- Recursos do saque-aniversário somam R$ 16,7 bilhões desde dezembro; R$ 14,9 bilhões já foram sacados e R$ 1,8 bilhão ainda não retirados por quem tem direito.
- O anúncio foi feito na 205ª Reunião Ordinária do Conselho Curador do FGTS nesta terça-feira (16/6).
- Distribuição por etapas: 1ª etapa em 29 de dezembro de 2025, R$ 3,8 bilhões para 12,6 milhões de trabalhadores; 2ª etapa de 2 a 12 de fevereiro de 2026, R$ 4,7 bilhões para 10,1 milhões; 3ª etapa até 1º de junho de 2026, R$ 8,2 bilhões para 10,3 milhões.
- A maior parte dos saques (64,88%) foi de até R$ 500; demais faixas representam 28,95% (R$ 500,01 a R$ 3 mil), 4,88% (R$ 3 mil01 a R$ 10 mil) e 1,29% (acima de R$ 10 mil).
- Canal de saque mais utilizado foi crédito em conta na Caixa Econômica Federal, com 50,32% dos trabalhadores; bancos diferentes responderam por 39,25% e canais físicos por 10,42%.
Desde dezembro do ano passado, o saque-aniversário do FGTS acumula R$ 16,7 bilhões liberados pelo governo federal. Desse montante, R$ 14,9 bilhões já foram sacados, enquanto R$ 1,8 bilhão ainda não foi retirado pelos trabalhadores que têm direito.
Os dados foram apresentados na 205ª Reunião Ordinária do Conselho Curador do FGTS, nesta terça-feira (16/6).
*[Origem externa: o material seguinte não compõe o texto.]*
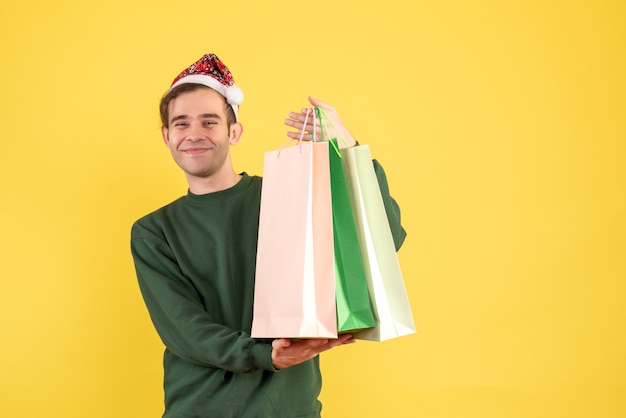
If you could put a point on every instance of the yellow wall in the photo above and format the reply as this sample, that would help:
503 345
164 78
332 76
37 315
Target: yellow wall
501 125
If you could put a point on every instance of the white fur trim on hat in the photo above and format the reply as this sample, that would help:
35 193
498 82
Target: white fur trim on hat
233 94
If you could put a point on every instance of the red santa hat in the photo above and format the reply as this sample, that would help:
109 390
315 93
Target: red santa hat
212 72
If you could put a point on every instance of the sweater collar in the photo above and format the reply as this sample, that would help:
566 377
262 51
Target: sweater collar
215 197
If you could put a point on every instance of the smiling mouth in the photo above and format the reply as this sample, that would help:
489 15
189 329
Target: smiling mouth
194 151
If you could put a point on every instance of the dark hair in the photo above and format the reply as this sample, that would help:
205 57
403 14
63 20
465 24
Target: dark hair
186 88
A liberação ocorreu em etapas escalonadas desde dezembro de 2025.
Distribuição por etapas
A primeira etapa, em 29 de dezembro de 2025, liberou R$ 3,8 bilhões para 12,6 milhões de trabalhadores. A segunda, entre 2 e 12 de fevereiro de 2026, liberou R$ 4,7 bilhões para 10,1 milhões. A terceira, até 1º de junho de 2026, foi de R$ 8,2 bilhões para 10,3 milhões.
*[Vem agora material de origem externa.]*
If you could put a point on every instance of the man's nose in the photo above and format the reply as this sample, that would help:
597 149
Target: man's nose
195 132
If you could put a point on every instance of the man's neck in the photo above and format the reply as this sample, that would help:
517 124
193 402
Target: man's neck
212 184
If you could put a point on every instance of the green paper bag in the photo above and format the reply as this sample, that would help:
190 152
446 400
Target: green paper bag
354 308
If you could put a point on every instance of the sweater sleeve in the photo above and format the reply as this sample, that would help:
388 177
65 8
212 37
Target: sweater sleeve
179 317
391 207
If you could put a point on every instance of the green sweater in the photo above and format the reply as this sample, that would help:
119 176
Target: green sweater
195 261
O saque-aniversário vale para trabalhadores demitidos sem justa causa entre 2020 e 2025. A medida é regulamentada pela Medida Provisória nº 1.331, de 23 de dezembro de 2025, com créditos creditados nas contas cadastradas.
Entre as faixas de valor, 64,88% dos saques foram de até R$ 500. Outras faixas representaram 28,95% (R$ 500,01 a R$ 3 mil), 4,88% (R$ 3 mil01 a R$ 10 mil) e 1,29% acima de R$ 10 mil.
No total de saques, o crédito em conta da Caixa foi utilizado por 50,32% dos trabalhadores. Outros bancos responderam por 39,25%, e canais físicos somaram 10,42%.